Charge Density Waves in chiral materials
Novel 2D materials that are currently been synthesized with an increasing experimental facility, offer a fantastic pool of compounds to discover new topological insulators with a large gap that can potentially be applied technologically. The main reason is that due to their reduced electronic screening the electron-ion interaction is enhanced, broadening the possibility of finding materials with a large gap. Moreover, for basically the same reason, reduced dimensionality might also enhance the emergence of Charge Density Wave (CDW) structural transitions  that can open the electronic gap.

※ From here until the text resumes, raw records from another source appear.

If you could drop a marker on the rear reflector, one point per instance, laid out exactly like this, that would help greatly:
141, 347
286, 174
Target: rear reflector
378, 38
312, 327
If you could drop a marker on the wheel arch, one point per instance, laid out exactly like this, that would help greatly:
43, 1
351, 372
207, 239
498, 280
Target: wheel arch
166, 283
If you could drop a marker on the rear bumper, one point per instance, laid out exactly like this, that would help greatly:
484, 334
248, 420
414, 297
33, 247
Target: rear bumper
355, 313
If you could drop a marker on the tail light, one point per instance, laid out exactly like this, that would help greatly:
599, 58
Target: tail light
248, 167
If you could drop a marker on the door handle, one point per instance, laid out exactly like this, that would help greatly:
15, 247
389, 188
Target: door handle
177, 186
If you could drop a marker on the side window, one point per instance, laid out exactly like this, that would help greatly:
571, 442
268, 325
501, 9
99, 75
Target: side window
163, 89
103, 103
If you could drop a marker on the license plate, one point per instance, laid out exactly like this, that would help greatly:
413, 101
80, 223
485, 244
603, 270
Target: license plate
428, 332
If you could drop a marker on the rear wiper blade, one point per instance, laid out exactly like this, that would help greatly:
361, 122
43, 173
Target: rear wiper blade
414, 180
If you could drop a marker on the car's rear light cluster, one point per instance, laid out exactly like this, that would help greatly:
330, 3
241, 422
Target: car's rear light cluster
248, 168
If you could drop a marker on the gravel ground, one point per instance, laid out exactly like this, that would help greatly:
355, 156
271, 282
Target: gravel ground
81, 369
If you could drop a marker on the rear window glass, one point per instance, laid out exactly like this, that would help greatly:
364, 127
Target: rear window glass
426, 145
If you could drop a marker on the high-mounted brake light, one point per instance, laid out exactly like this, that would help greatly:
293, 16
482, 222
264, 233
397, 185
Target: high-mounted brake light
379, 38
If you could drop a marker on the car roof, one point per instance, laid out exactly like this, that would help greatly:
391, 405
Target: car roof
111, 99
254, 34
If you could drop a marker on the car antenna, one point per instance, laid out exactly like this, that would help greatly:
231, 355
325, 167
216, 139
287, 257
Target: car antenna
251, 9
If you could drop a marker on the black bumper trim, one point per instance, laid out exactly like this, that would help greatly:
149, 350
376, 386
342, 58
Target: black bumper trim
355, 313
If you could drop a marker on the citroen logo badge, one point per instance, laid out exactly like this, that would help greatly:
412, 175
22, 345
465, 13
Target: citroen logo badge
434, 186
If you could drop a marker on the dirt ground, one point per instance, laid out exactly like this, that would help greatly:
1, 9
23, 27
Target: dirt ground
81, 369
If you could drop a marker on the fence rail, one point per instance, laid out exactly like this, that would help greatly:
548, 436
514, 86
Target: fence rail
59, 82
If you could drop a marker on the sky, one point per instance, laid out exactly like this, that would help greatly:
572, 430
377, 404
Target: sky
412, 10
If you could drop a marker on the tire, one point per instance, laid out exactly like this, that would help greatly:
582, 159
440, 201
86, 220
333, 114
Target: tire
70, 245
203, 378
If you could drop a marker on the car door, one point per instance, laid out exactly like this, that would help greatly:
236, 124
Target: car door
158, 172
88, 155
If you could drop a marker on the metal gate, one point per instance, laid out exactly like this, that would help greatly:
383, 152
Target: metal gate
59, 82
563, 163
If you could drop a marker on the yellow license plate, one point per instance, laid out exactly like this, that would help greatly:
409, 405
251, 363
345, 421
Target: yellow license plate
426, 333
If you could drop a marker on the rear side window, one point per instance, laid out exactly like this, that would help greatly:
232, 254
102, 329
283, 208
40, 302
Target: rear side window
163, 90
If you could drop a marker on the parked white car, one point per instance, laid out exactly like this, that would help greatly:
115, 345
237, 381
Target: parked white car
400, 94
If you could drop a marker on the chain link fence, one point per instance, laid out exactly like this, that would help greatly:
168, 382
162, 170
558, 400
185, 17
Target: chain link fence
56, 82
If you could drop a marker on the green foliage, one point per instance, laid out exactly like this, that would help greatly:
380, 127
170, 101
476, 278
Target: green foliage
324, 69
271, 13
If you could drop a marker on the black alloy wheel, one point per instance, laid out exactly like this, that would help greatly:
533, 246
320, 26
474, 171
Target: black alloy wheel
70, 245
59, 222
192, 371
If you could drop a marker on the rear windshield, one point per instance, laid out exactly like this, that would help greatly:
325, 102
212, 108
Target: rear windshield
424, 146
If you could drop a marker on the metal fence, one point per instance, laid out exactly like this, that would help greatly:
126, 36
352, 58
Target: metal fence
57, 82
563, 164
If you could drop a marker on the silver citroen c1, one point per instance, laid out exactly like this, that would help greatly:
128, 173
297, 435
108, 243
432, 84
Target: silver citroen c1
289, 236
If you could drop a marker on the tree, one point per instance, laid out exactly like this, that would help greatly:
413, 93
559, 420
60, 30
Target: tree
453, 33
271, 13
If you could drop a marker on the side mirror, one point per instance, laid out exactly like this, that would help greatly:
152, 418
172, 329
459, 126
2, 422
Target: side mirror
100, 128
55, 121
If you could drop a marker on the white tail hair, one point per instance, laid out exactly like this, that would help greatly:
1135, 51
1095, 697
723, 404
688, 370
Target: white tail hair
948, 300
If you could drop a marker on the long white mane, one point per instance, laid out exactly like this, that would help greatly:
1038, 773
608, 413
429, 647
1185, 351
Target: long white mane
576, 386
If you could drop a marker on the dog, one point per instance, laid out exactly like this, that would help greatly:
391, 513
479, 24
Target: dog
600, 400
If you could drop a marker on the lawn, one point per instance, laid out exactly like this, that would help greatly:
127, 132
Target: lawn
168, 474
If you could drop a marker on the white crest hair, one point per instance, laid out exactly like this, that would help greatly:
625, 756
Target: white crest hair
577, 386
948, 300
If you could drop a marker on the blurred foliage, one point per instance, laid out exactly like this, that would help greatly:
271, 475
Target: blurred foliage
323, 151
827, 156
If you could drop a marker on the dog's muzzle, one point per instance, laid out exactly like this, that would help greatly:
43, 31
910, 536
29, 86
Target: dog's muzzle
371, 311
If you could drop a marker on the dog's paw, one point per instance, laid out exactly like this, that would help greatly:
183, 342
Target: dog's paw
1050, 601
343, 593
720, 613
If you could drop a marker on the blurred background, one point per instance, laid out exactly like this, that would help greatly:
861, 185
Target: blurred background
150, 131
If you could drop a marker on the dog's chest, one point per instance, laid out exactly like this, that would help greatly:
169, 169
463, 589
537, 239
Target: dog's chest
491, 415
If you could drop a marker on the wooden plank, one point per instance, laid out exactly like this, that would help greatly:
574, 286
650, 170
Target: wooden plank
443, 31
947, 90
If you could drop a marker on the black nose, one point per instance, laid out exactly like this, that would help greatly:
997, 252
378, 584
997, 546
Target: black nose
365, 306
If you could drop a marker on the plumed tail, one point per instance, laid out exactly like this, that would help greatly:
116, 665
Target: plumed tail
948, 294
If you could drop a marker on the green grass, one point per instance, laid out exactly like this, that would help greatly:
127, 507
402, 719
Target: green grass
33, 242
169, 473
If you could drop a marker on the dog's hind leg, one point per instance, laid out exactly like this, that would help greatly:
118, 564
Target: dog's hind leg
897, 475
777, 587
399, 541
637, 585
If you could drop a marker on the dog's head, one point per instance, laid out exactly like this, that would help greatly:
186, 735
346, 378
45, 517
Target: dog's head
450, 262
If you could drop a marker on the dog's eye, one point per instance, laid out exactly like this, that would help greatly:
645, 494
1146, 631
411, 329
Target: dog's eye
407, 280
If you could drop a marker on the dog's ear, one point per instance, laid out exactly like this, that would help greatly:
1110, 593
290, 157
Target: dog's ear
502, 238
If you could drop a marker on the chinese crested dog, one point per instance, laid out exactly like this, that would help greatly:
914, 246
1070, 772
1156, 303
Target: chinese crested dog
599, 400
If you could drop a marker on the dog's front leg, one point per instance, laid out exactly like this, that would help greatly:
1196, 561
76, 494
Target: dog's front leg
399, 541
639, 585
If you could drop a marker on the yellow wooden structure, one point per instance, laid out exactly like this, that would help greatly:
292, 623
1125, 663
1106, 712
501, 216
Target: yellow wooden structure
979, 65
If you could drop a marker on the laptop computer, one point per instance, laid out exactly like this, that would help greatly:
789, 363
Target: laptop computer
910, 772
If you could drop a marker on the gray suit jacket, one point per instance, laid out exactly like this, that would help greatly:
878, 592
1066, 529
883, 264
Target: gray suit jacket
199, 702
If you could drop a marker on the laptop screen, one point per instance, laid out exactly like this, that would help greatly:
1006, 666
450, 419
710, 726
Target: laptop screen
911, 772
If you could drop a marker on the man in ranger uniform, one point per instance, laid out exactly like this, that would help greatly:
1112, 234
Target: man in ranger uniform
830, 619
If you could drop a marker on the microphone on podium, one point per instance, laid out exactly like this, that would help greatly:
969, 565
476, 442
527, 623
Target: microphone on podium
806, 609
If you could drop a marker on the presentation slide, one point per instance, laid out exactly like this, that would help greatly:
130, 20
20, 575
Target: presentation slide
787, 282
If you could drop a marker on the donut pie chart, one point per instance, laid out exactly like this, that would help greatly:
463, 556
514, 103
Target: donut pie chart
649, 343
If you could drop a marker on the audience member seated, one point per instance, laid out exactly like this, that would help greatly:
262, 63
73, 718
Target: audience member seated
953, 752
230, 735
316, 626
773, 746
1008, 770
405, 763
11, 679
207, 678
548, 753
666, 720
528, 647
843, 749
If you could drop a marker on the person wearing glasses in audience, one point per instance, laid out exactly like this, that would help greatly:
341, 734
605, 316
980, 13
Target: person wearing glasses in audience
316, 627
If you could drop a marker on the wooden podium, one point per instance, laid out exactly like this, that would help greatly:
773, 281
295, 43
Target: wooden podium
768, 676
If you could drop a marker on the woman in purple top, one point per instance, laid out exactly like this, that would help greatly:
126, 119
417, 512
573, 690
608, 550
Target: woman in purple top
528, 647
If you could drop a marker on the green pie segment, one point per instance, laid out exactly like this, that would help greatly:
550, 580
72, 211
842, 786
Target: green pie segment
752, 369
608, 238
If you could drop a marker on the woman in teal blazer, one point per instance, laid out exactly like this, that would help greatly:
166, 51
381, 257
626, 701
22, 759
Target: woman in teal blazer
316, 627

Finding topological phases that emerge after a CDW transition is of particular importance because it can yield the possibility of controlling with temperature or strain the topological properties of these materials, broadening the possibilities of developing new devices for electronic applications. In this way, by studying the contribution of anharmonic effects one can calculate at which temperature the phonon frequencies of the high-temperature high-symmetry phase collapse and determine whether a CDW can occur [1,2,3] . A CDW breaks spontaneously some spatial symmetries and this could induce a metal-TI transition, but this time the size of the gap will be given by correlations and not by the spin-orbit coupling interaction.
The interest in CDW-induced topological phase transition goes beyond the search for a new material. The axion insulator is another distinct topological phase that has a vanishing Chern number but a finite topological Chern-Simon term . Thus CDW in topological semimetals might create novel topological phases. In particular we will focus on chiral semimetals. Chiral crystals are expected to display numerous exotic physical phenomena, including fermionic excitations with large topological charge and long Fermi arc surface states [5,6]. In this work we propose to study chiral semimetals in the presence of CDW and study the emerging topological phases.